Eine kleine Überrschung gelang mir am Sonntag. Trotz starker Konkurrenz, wie z.B. dem kompletten Heinz-von-Heiden- Team und obwohl ich einziger Stevens- Fahrer war, wurde ich insgesamt Fünfter. In der zweiten Runde formierte sich die zehnköpfige Spitzengruppe. Zwei Runden vor Schluß attackierte aus dieser Gruppe Paul Voß, ich konnte wegen Krämpfen nicht mehr Vollgas geben, obwohl ich noch Druck hatte. Kurze Zeit später fuhren zwei Fahrer hinterher. Ich sah 300 Meter vor dem Ziel wie der sichere Vierte aus, musste wegen den Krämpfen aber ausrollen und wurde noch von einem überholt. Gesamtfünfter und Zweiter der Elite machten mich aber glücklich.

Platz 29 bei Cottbus- Görlitz- Cottbus

05.05.2006

Mein erstes, für Pro-Tour- Teams freigegebenes Rennen verlief für mich erfolgreich. Bei winterlichen sechs Grad Celsius rollte ich an die Startlinie und pünktlich zum Rennbeginn fing der Regen an. Im Rennen war mir nach 80 Kilometern so kalt, das ich aussteigen wollte, mich aber durchbiß. 600 Meter vor dem Ziel lag ich auf Rang 6, durch drei 90 Grad- Kurven auf den letzten 500 Metern und meinem fehlenden Durchsetzungsvermögen wurde ich aber noch etwas durchgereicht. Am Montag schien die Sonne beim Lindener Bergkriterium. Zu Beginn konnte ich noch gut mithalten, eine Attacke von mir kostete mich aber so viel Kraft, das ich aussteigen musste.

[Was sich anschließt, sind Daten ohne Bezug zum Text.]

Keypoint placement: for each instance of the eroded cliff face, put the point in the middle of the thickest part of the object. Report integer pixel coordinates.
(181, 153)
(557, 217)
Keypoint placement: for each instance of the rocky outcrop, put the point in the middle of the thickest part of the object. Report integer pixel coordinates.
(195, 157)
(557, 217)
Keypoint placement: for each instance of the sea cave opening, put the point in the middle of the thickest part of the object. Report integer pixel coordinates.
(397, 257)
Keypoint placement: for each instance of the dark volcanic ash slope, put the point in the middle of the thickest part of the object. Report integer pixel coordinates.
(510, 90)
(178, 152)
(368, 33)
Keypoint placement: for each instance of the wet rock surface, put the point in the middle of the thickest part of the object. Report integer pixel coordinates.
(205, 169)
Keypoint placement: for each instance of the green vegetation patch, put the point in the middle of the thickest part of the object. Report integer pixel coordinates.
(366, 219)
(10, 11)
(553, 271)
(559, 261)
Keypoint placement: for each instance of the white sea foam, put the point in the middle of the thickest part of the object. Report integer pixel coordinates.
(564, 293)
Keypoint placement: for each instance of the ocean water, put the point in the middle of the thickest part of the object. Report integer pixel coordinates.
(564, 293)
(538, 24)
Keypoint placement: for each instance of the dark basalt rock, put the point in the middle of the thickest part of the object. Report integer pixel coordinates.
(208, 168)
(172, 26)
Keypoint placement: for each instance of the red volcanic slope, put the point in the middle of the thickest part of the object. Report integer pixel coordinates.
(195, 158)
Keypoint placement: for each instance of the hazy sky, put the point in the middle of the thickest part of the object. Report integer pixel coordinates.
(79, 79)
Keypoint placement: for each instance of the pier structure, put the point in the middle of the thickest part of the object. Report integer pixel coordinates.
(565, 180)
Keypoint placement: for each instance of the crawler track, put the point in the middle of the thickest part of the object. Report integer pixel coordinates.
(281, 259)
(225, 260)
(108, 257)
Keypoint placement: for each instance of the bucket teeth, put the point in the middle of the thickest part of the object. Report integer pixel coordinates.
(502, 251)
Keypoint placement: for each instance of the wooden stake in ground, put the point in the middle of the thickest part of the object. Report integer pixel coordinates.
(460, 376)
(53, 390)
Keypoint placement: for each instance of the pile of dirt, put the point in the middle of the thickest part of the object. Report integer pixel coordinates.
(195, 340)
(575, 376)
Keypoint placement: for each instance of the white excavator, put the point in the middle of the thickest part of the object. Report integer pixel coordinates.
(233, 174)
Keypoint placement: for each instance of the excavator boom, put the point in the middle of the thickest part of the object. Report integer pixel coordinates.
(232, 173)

Gute Beine bei zwei Rennen

25.04.2006

Am vergangenen Wochenende ging meine Reise ins schleswig-holsteinische Barmstedt. Der Große Preis von Barmstedt, ein Heimrennen aller Stevens- Fahrer, stand auf dem Plan. Das Rennen ging über 50 Runden bzw. 65 Kilometer. Da das Rennen flach und schnell war, versuchte ich oft, unseren Sprinter Sebastian Prengel in Position zu bringen. Zweimal war ich in einer Spitzengruppe vertreten und gewann einen Prämiensprint. Die letzten drei Runden fuhr ich dann für unseren Sprinter an und kam als 13. ins Ziel. Sonntag hatte ich dann zunächst beim Scan Haus- Rennen in Marlow keine guten Beine, nach 30 Kilometern wurden sie jedoch besser. Auch hier hielt ich mich vorne und damit weit entfernt von den zahlreichen Stürzen auf. An sechster Stelle ging ich in die Abfahrt 600 Meter vor dem Ziel und kam wegen meiner Abfahrtshemmung als 30. heraus. Ins Ziel sprintete ich als 21. Insgesamt war ich mit dem Wochenende zufrieden, wobei ich in Zukunft im Finale "mehr reinhalten" muss.

Guter Einstand

10.04.2006

Bei trockenen 12 Grad, Sonnenschein, aber starkem Wind startete ich mit 100 weiteren Fahrern in meine Straßensaison 2006. Der 1,8 Kilometer lange Rundstreckenkurs in Bielefeld- Brackwede hatte es durch eine 900 Meter lange vierprozentige Steigung in sich. Erstaunlich frisch fühlten sich meine Beine an, obwohl ich am Vortag viereinhalb Stunden und am Renntag noch zweieinhalb Stunden gefahren bin. Ich hielt mich stets unter den ersten 15 auf, ging einige Attacken mit und versuchte das Loch zur sich sammelnden Spitzengruppe zu schließen. Da jedoch kein weiterer Teamkollege mitzog, schlug dieses Vorhaben fehl. 10 Runden vor Schluß musste ich einem Sturz ausweichen, auf den Bordstein springen und mit einem Schleicher aussteigen. Es gewann Dominik Klemme aus Bielefeld.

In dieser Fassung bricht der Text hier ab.